About Me

Woman, reader, writer, wife, mother of two sons, sister, daughter, aunt, friend, state university professor, historian, Midwesterner by birth but marooned in the South, Chicago Cubs fan, Anglophile, devotee of Bruce Springsteen and the 10th Doctor Who, lover of chocolate and marzipan, registered Democrat, practicing Christian (must practice--can't quite get the hang of it)--and menopausal.
Names have been changed to protect the teenagers. As if.

Thursday, November 8, 2012

Cursing Doris

Oh lord, Doris Kearns Goodwin on The Colbert Report. I hate seeing historians on Colbert and Jon Stewart. Overcome with longing, I watch in sorrow and think, "why not me me me?!" Obviously I don't think this when the guest is a rock star or a movie actor or the president. But an historian?? Damn damn damn. I coulda been a contender! Instead, I had children. Sigh.
 
Not that I'd trade the kids for fame and fortune or a chance to chat with Jon Stewart. Except sometimes.

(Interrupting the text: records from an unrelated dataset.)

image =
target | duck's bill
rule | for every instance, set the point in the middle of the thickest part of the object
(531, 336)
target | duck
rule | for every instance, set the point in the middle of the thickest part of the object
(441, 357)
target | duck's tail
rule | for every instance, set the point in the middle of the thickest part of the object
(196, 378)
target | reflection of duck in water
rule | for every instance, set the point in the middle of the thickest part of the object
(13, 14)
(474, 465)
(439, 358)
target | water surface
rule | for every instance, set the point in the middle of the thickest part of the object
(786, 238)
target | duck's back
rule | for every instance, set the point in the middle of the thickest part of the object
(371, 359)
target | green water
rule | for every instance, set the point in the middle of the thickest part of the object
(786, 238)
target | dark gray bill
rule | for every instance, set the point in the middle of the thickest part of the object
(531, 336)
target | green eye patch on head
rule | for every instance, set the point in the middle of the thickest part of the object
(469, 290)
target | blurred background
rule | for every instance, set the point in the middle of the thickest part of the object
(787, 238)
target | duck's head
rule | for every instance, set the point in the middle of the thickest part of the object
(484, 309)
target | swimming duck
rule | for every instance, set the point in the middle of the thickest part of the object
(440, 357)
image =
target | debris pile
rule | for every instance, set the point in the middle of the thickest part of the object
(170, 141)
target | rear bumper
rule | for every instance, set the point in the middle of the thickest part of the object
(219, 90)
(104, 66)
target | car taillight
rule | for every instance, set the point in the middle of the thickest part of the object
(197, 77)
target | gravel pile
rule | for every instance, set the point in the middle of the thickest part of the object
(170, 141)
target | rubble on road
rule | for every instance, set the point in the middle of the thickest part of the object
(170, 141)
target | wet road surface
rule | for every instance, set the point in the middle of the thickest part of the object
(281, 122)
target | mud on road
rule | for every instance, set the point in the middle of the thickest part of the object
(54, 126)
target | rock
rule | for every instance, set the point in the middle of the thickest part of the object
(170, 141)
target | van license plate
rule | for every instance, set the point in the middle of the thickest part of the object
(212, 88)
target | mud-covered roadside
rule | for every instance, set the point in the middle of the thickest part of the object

Such as last Sunday morning, for example, when Keith and I were driving up and down and around every single friggin' parking lot on the LSU campus. It's a big campus: 35,000 students, God knows how many administrators, a few faculty, and lots of cars. Lots and lots and lots of cars. Amidst which we were hunting ours. Just one nondescript black Honda Civic, lost by our horrifyingly non-penitent teenaged son during a drunken tailgating session the day before.

Sorry, what? You say you don't know "tailgating"? Ahh, guess you're not from the American South, eh? "Tailgating" = 24-hour party that precedes all Southern university football games. Picture massive encampments of those temporary pavilions, Weber grills and smokers, gargantuan generators fueling large-screen tvs and stereo speakers mounted on pickup truck beds, coolers the size of industrial refrigerators, people of all ages painted in purple and gold, vats of gumbo and jambalaya, platters of fried chicken, barbecued ribs and boiled crawfish, and miles and miles of red Solo cups filled with cheap beer. And now picture my extremely sociable, not-very-consequences-minded teenaged son in the midst of all that.

We trusted him. Dumb, eh? Sure seemed so as we forsook our usual leisurely peruse of the Sunday papers and instead toured acres and acres of concrete expanses strewn with grimy plastic red cups and broken beer bottles and chicken bones and crawfish shells.

Eventually we found the car. Son has lost the right to drive. Son thinks we are unfair. Mom is staring at the television and cursing Doris Kearns Goodwin. Sorry, Doris.